6th Grade Math Standards: 6.RP.1 Understand the concept of a ratio and use ratio language to describe a ratio relationship between two quantities. For example, “The ratio of wings to beaks in the bird house at the zoo was 2:1, because for every 2 wings there was 1 beak.” “For every vote candidate A received, candidate C received nearly three votes.”
6.RP.2. Understand the concept of a unit rate a/b associated with a ratio a:b with b ≠ 0, and use rate language in the context of a ratio relationship. For example, “This recipe has a ratio of 3 cups of flour to 4 cups of sugar, so there is ¾ cup of flour for each cup of sugar.” “We paid $75 for 15 hamburgers, which is a rate of $5 per hamburger.” 29
6.RP.3. Use ratio and rate reasoning to solve real-world and mathematical problems, e.g., by reasoning about tables of equivalent ratios, tape diagrams, double number line diagrams, or equations. a. Make tables of equivalent ratios relating quantities with whole-number measurements, find missing values in the tables, and plot the pairs of values on the coordinate plane. Use tables to compare ratios. b. Solve unit rate problems, including those involving unit pricing and constant speed. For example, if it took 7 hours to mow 4 lawns, then, at that rate, how many lawns could be mowed in 35 hours? At what rate were lawns being mowed? c. Find a percent of a quantity as a rate per 100 (e.g., 30% of a quantity means 30/100 times the quantity); solve problems involving finding the whole, given a part and the percent. d. Use ratio reasoning to convert measurement units; manipulate and transform units appropriately when multiplying or dividing quantities

Objective: Write a ratio three ways in a word problem context; find equivalent ratios by getting a unit rate; solve problems with ratio reasoning; apply a tape diagram to solve for an equivalent ratio; apply a double number line to solve ratio problems; find the least common multiple; compare two different prices

Agenda:

  1. Which one doesn't belong (Number 11 from Mrs. Morgan)
  2. QSSQ 
  3. Collect WQs and Review HW 
  4. Start the study guides 
  5. Review the study guides

Assessment: Circumventing the room as students worked on the study guide. The study guide is definitely longer than a full class. In the future I can cut problems out of the study guide. Most notably numbers five, six and any two of numbers fourteen through sixteen. It is a busy test with almost the entire ratio standard incorporated (with the exception of percentages using proportions).

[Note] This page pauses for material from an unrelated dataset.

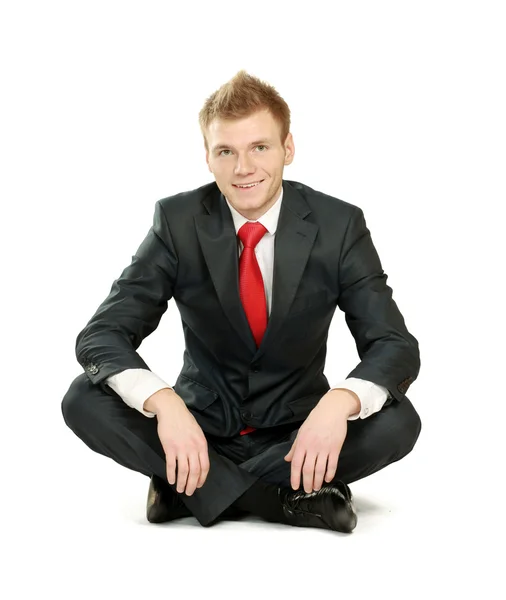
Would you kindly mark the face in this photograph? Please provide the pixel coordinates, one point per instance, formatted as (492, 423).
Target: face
(249, 151)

Glass Half-Full: A colleague who teaches ELA came to observe my classroom last block and he was very complimentary of the way in which I have the students use highlighters to find the information that is important in a word problem. As he put it, treating word problems as close reading activities helps reinforce literacy skills and problem solving skills.

We also tried something spontaneous that the ELA teacher liked. All of the students were encouraged to send me a picture of them studying. The test was coming after a weekend and the study guide was given on a Friday. Experience has taught me that testing on a Monday inevitably leads to worse results. There are a number of factors that are likely to cause this - most notably that memory is not as strong so this was something worth a shot.

Regrets: Aside from what was already mentioned with eliminating problems, I feel as though students would also benefit from an answer key readily available to them on this study guide due to the high number of problems that they were asked to do. I also firmly believe students do not take advantage of this accommodation regularly because they are unaware of it and have never been taught with answer keys before. The security of knowing that they did the right process and got the right answer does not have to be exclusive to me walking around. Unfortunately we do not have Chromebooks on a 1:1 ratio (no pun intended given the content we were focused on) and I do not like to have to photocopy this many answer keys. I could have students check their phones, but my room gets awful service. Excuses are lovely but I can certainly navigate around all of these excuses.

Link: Warren Buffet drove people in a trolley to get out to vote. It was great to see the unified spirit of the country to just vote in so many instances (without actually following that with vote for ____). Having said that, Buffet of course did openly endorse Hilary.